| Dan
Dare: Pilot Of The Future: Voyage To Venus Part 1 and 2 by Frank Hampton
pub: Titan Books. 95 page graphic novel hardback. Price: £14.99
(UK), $19.95 (CAN). ISBN: 1-84823-644-2 & 1-84823-841-0. check
out website: www.titanbooks.com
It's
very hard to review these two books as separate entities. Although they were released
a couple months apart, I doubt if you'd buy the second one without having the
first one because they are all part of the same story. Parts 1 and 2 should give
that away. The story in question is the very first Dan Dare story from 'The Eagle'
British comic spanning April 1950 to September 1951.
Practically 18 months
at 3 pages a week. Imagine the kids of today keeping their interest up for so
long a period over a single story. Mind you, in those days not everyone had TV
and there was a far greater dependency on radio and one's own imagination. Having
a comic such as 'The Eagle' landing on your doorstep after week must have brought
light to many a kid's rainbow.
I wasn't born when it first came out but I recognised the effect when I had my
own generation equivalent when 'TV21' came out. Looking over this reprint of Dan
Dare's first story, although very much a period piece now, is also a remarkable
piece of work. The year is 1996 and with food resources lower than the
unit population and everyone living off vitamin block food, it is decided to send
spaceships from the Interplanet Space Fleet to Venus to see if it could supply
additional foodstuffs. Obviously, in those days, no one was really applying concentrated
farming. The only problem is these vessels are destroyed as the approach
the second planet. Colonel Dan Dare, his batman Rigby, Professor Jocelyn Peabody
and Sir Hubert Guest figure out the problem and land on Venus. There they discover
three distinct species. Most dangerous of these are the green-skinned Treen, led
by the arch-brain Mekon. Under his leadership, the Treen are in favour
of scientific approach to everything, including finding out what makes humans
tick with the captured astronauts. The other two species are the blue-skinned
Atlanteans and the pink-skinned Therons - descendants of Earth natives brought
to Venus centuries ago. Thought dead by the Treens after escaping, Dan Dare has
to seek out and befriend these two species and build up a revolution that will
over-throw the Mekon before he conquers the Earth. There is a lot of extra
information with these books about the history and design of the comicstrip and
an interview with Frank Hampson himself before he died. I wish there was some
elaboration as to what Arthur C. Clarke was used as consultant for with this series.

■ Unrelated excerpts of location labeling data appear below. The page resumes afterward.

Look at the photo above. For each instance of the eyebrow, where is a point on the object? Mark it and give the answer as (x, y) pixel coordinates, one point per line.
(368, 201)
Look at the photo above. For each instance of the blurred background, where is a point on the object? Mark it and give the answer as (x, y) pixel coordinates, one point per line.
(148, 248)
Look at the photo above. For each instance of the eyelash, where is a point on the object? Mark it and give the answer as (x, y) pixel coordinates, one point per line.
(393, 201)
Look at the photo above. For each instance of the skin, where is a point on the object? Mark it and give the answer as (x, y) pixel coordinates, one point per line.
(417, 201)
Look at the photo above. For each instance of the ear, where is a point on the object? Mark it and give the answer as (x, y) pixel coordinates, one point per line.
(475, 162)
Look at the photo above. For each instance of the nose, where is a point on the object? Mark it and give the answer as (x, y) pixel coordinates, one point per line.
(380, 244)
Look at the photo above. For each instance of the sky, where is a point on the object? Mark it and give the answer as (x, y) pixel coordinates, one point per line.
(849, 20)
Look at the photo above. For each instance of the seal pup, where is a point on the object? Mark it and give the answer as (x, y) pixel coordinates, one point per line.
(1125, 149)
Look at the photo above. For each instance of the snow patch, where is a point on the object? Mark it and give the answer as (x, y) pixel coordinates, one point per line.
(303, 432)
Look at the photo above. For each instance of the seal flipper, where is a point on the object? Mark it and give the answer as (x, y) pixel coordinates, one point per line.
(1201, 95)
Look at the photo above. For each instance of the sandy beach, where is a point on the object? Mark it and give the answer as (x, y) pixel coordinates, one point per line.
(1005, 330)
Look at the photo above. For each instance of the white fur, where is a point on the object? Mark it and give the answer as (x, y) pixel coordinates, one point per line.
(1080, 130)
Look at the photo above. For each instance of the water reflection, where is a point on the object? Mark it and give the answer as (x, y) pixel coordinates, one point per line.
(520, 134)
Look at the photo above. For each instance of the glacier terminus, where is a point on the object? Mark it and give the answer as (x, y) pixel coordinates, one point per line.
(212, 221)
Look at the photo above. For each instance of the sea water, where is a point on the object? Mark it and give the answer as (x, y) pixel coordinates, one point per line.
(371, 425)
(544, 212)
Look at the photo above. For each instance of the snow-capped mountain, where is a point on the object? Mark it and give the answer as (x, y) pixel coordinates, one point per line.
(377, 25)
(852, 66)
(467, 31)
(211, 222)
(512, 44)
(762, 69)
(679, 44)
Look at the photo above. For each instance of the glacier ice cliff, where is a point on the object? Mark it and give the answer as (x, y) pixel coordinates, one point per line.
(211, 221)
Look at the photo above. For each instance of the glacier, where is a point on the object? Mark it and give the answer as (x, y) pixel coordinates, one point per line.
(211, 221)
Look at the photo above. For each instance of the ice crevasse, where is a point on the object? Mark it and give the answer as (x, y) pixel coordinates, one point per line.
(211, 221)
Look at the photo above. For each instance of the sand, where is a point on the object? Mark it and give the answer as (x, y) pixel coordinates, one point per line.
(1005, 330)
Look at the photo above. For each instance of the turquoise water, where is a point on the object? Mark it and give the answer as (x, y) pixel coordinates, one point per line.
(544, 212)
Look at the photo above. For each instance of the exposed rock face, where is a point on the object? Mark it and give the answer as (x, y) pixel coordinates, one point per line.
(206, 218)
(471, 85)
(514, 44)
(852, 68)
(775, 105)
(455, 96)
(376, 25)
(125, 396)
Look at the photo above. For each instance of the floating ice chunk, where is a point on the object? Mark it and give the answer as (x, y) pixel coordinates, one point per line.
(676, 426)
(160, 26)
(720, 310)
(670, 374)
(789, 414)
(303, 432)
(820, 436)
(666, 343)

It certainly couldn't have been with life on Mars or Venus, not with the spaceships
which owed more to Buck Rogers in the means to sort out the world food problem.
There doesn't seem much left after that. Frank Hampson, as artist and writer,
was a perfectionist and it's interesting to see how his art becomes more elaborate
as the story unfolds over the 18 months. Dan Dare is very much a major
part of British comicbook history and with Titan's plans to release a book of
his adventures every couple months means there is a great opportunity to add his
stories to your bookshelves. This deserves to succeed and might encourage Titan
to examine other notable stories pre-2000AD comic for other such releases.